Regarding the correctness of Conv3d(kernel_size=2, padding=0, stride=1), I'm unsure about your point. My understanding is that the outcome should remain consistent irrespective of the Y coordinate in the XZ plane. Alternatively, if this behavior is intentional, should it not be consistent across different kmap_mode settings?

214 might be related.

ys-2020 commented 10 months ago

@angshine No. Since you did not set the spatial_range when initializing the SparseTensor, TorchSparse will automatically infer the feature map shape. Therefore, for example, if all points have coordinates with y=0, then the spatial shape of input SparseTensor will be [batch_size, x_shape, 1, z_shape]. Therefore, if you are doing Conv3d(kernel_size=2,padding=0,stride=2), since the conv kernel (size=2) cannot be fit into the spatial range of input tensor (y-dim shape = 1, which is smaller than kernel_size =2), there will be no output points. It is similar that with y=2,4,..., we cannot get output points unless you manually set the spatial_range when initializing the SparseTensor.

ys-2020 commented 10 months ago

The difference between two kmap_mode is not intentional. Actually it is not recommended to initialized SparseTensor without setting spatial_range. Also, your test case is not very common in sparse convolution, since all the points are on the edge (from the perspective of y-axis) of the input feature map.

I hope this can resolve your questions.

angshine commented 10 months ago

Thank you for your detailed response!
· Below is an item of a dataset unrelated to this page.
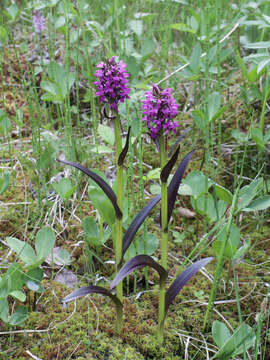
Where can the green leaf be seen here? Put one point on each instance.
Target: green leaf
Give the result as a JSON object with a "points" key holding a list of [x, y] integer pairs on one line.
{"points": [[258, 45], [5, 123], [248, 192], [4, 310], [220, 333], [64, 188], [196, 180], [205, 205], [24, 251], [19, 295], [223, 194], [136, 26], [262, 65], [195, 58], [106, 133], [184, 189], [45, 240], [91, 231], [12, 12], [148, 47], [240, 341], [12, 280], [199, 119], [214, 103], [261, 203], [3, 35], [147, 246], [242, 250], [4, 182], [257, 137], [19, 316], [232, 242], [102, 204], [181, 27], [49, 87]]}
Now my concerns have been addressed. However, it might be beneficial to provide a warning or include documentation on these "edge cases" with Conv3D, otherwise it might just "fail" saliently. Regarding setting the spatial_range, I would be apprciated if it is mentioned in the examples :)

ys-2020 commented 10 months ago

Thank you for the advice! We will make corresponding updates.